On an Outer Hebridean island, two postal workers struggle with an epic task: to sort the world's lost mail. When an unexpected package arrives, their private universe is torn open, revealing a double bass player, a Russian beauty, an abandoned baby, and a love story that might never find its ending. Through a 'professional' relationship so close that its complex undertones are never questioned, Paramour examines our need for stories, and how we use words both to communicate and to hide our real meanings.
Paramour was developed by Cassie Werber, Gilbert Taylor and designer Sophie Neil, through scratch nights and performances at the ROAR festival, The Blue Elephant Theatre, Camden People's Theatre Sprint Festival, the Pulse Festival and ultimately the Pleasance, Edinburgh. Along the way, the team worked with experienced directors Mike Alfreds, Jonathan Salisbury and Andrea Brooks.

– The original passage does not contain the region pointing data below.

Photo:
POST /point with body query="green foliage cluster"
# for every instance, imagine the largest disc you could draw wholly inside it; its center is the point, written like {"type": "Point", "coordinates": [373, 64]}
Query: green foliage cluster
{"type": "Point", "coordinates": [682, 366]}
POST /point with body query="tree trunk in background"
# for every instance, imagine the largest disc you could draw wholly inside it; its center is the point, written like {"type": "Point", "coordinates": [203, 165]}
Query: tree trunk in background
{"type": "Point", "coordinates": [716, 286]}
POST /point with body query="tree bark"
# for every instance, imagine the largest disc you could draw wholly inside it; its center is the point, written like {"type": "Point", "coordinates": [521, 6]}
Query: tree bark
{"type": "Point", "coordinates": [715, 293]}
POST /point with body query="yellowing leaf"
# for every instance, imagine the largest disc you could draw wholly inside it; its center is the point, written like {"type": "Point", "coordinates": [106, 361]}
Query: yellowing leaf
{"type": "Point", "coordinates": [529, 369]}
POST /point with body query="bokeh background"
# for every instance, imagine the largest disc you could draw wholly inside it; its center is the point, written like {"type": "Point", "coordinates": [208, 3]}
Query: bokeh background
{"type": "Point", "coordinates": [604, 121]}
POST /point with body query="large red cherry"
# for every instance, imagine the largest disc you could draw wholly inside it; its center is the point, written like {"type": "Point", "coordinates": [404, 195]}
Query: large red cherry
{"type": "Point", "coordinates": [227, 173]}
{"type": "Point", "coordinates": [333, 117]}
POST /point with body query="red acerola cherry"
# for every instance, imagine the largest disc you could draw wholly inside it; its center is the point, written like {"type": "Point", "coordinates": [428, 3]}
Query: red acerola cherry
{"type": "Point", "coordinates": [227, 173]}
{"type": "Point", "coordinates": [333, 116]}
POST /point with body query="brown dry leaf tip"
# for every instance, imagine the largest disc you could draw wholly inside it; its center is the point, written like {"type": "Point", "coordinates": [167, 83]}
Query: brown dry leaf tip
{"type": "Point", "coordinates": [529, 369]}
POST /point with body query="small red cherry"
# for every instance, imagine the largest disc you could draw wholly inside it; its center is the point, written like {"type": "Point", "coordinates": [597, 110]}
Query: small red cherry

Originally created with no budget whatsoever, Paramour eventually received a Research and Development grant from Arts Council, England. It toured to eastern England, and received acclaim from audiences and critics. A simple aesthetic - the entire set was constructed from lost letters - meant that the show was portable and metamorphic.
The show was inspired by our interest in stories, which we began to explore through writing letters to each other. We incorporated stories from Chekhov, from Chaucer, from the local paper. We found lost letters, old notes, faded photos. We collected objects. The music of Polish folk band Kroke provided us with inspiration, and featured in the performance.